POLARJAZZ CANCELLED: Rapid spread of mutated COVID-19 virus on mainland and no-travel advisory by governor force organizers to scrap festival a week before scheduled start


An attempt to stage Longyearbyen’s first music festival since the COVID-19 pandemic broke out nearly a year ago was cancelled Wednesday, as organizers of Polarjazz said the rapid spread of a mutated virus on the mainland and a no-travel advisory by The Governor of Svalbard meant there was no workable solution for the four-day event scheduled to start next Thursday.

“We have fought as long as we have been able to implement it – now we see that it can’t work,” an announcement at the festival’s Facebook page stated. “That’s fair enough. Thanks to sponsors, artists and everyone who cheered us on. See you in 2022.”

Lasse Stener Hansen, the festival’s longtime director, stated in an online interview organizers are tentatively planning to carry this year’s scheduled lineup of artists over to next year. And while the festival has struggled mightily financially in recent years – and had only half its normal budget this year due to the pandemic – he said sponsors are being generous.

“They have not asked to have their money back and are just asking us to start planning for next year,” he wrote. “So we will see how much this year’s efforts have cost us, but there is not an economical disaster.
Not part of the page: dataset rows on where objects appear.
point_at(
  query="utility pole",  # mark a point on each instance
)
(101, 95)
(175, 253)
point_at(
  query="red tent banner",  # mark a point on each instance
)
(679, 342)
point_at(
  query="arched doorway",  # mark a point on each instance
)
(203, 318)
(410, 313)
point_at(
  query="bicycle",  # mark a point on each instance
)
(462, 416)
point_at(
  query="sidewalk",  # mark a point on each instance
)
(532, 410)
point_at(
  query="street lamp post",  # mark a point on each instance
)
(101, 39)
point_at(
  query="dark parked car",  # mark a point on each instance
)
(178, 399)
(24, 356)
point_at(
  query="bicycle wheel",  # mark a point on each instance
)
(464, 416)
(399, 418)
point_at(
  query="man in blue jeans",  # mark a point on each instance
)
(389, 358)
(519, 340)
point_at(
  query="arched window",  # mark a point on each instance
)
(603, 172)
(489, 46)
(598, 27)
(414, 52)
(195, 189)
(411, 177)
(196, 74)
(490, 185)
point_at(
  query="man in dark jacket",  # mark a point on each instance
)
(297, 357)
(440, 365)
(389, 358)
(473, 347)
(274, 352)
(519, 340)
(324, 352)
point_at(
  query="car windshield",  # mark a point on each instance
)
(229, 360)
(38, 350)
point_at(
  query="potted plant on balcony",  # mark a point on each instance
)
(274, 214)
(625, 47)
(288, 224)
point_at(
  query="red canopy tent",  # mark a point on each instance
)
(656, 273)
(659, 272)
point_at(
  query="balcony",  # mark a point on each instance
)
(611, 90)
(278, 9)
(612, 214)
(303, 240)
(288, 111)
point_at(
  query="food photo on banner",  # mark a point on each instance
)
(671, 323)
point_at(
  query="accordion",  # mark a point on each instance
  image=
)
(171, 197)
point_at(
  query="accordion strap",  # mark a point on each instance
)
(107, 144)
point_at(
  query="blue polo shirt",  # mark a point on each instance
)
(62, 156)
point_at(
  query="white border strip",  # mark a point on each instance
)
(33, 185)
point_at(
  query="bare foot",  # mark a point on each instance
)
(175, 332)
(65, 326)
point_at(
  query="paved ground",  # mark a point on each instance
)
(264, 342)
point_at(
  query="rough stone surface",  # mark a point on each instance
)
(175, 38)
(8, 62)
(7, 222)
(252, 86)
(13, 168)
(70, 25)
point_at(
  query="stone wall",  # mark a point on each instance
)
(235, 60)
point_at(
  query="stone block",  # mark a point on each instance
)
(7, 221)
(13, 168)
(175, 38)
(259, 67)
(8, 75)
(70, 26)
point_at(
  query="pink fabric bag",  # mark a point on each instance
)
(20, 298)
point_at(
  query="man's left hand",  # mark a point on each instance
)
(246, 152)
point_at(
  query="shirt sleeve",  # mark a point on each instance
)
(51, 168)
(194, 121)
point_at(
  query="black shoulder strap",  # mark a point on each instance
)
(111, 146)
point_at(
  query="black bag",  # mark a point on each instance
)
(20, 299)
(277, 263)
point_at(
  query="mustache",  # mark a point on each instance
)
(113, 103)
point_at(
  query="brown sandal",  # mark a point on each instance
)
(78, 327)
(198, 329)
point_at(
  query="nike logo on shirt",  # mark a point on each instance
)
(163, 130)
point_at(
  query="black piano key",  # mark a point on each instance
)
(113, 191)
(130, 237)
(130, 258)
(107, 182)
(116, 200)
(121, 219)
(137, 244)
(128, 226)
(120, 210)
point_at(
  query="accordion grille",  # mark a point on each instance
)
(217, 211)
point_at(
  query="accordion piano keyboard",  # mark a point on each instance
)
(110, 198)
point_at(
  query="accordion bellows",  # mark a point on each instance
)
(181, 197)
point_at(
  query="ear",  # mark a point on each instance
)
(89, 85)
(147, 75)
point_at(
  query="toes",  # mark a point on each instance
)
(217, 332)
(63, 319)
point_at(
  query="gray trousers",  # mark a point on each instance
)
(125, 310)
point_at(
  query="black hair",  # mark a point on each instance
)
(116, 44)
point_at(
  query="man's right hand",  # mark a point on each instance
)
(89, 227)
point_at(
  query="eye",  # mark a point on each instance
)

We have even had people who have bought tickets and did not want a refund because they felt sorry for all the work we had put into trying to go through with the festival.”

As for the musicians, Hansen noted the circumstances resulting in the cancellation of the festival were not surprising.

“The artists have gotten to used to that cultural work is not considered as ‘work’ in the sense that we have a lot of people here at the moment doing temporary work due to new buildings and tearing down old ones,” he wrote. “Work travels are still allowed, but not for hard-working musicians coming to do their work at a festival.”

Hansen said a week ago organizers were hoping Norway’s government would relax rather than tighten COVID-19 restrictions before the festival, allowing larger audiences among other benefits. He also said streaming the festival live online for the first time ever was being considered.

But the U.K. strain of the virus forced Norway to put 10 municipalities, including Oslo, on lockdown status during the weekend and 15 more municipalities were put under tighter restrictions on Monday, the same day the governor stated all non-urgent travel (including leisure) between the mainland and Svalbard be avoided.